5. Un mode dégradé pour assurer la continuité
Que se passe-t-il si le réseau Wi-Fi de l'entrepôt tombe en panne ? Si la connexion Internet est coupée ? Si le serveur de l'application est momentanément indisponible ? Ces questions ne sont pas théoriques et la réponse de l'éditeur du logiciel est déterminante.
Un outil professionnel doit proposer un mode de fonctionnement dégradé pour garantir la continuité de l'activité. Cela peut prendre plusieurs formes :
- Un mode hors-ligne sur les terminaux mobiles (scanners) qui permet de continuer à effectuer les opérations, avec une synchronisation automatique dès que la connexion est rétablie.

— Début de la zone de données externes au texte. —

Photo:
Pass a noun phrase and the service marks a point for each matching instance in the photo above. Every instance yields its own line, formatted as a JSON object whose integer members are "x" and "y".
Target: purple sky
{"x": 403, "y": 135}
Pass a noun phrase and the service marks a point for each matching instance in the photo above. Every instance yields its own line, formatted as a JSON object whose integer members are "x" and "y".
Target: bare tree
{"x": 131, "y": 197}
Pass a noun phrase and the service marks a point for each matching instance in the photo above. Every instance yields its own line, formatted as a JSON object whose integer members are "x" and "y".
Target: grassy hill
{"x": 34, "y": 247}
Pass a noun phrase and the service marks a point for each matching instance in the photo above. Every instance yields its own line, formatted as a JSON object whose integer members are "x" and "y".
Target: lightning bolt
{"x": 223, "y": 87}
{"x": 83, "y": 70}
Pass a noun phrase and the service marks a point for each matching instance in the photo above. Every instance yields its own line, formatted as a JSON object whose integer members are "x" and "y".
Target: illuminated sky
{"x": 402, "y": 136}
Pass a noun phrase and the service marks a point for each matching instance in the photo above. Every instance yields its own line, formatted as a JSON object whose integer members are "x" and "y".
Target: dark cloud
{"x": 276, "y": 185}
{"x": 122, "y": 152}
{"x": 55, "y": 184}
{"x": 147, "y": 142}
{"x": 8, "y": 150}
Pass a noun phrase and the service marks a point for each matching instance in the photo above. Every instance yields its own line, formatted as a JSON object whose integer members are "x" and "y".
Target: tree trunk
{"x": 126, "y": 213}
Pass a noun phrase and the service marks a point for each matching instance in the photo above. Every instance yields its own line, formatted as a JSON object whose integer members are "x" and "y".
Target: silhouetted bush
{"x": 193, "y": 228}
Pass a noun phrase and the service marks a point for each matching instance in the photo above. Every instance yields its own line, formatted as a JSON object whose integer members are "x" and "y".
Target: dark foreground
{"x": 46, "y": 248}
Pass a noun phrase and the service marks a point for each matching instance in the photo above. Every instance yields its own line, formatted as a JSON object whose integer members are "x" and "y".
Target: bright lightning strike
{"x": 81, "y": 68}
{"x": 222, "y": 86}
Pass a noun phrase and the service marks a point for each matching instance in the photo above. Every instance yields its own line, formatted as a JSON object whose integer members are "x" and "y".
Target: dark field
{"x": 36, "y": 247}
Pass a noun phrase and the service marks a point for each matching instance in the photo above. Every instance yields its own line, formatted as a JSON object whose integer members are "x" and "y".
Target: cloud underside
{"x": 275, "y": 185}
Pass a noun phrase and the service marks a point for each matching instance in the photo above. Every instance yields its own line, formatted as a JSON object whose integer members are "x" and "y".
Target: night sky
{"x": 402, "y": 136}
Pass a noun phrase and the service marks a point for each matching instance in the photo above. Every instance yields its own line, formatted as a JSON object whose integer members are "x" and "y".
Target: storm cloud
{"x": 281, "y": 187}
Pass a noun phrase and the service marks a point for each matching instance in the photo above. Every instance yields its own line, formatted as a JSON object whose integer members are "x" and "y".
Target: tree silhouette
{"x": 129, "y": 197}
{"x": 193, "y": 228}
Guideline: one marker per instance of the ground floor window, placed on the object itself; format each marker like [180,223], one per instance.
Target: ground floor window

- La possibilité d'imprimer des documents de travail (bons de préparation, bons de livraison) pour permettre une exécution manuelle temporaire des tâches.
L'absence de plan de continuité expose l'entreprise à un arrêt complet de ses opérations logistiques à la moindre défaillance technique.
6. La maîtrise et la réversibilité des données
En choisissant un logiciel, surtout en mode SaaS, une entreprise lui confie l'une de ses données les plus critiques : l'état de ses stocks. Il est fondamental de s'assurer de garder la maîtrise de ces données. Le critère de la récupération des données est essentiel.
Le contrat et les fonctionnalités du logiciel doivent garantir à tout moment la possibilité d'exporter l'intégralité des informations dans un format standard et exploitable (CSV, JSON, XML) :
- Le catalogue d'articles.
- La liste des emplacements.
- L'état des stocks à un instant T.
- L'historique complet de tous les mouvements.
Cette capacité d'export est une assurance. Elle garantit la possibilité de changer de solution logicielle sans perdre son historique (réversibilité) et permet d'utiliser les données dans d'autres outils pour des analyses avancées.
7. Une piste d'audit fiable et exploitable
Au-delà du simple suivi des mouvements de stock, le logiciel doit offrir une piste d'audit complète et inaltérable. Il s'agit d'un journal de bord qui enregistre non seulement les opérations logistiques, mais aussi toutes les actions significatives réalisées dans le système.
Cela inclut par exemple :
- La création ou la modification d'une fiche article.
- Un changement de droits d'un utilisateur.
- Une modification manuelle d'un niveau de stock (ajustement d'inventaire).
Cette piste d'audit doit être facilement consultable et permettre de filtrer les événements par date, par utilisateur ou par type d'action. Elle est indispensable pour les audits internes ou externes, pour la résolution de litiges avec des fournisseurs ou des clients, et pour garantir l'intégrité des données de l'entreprise.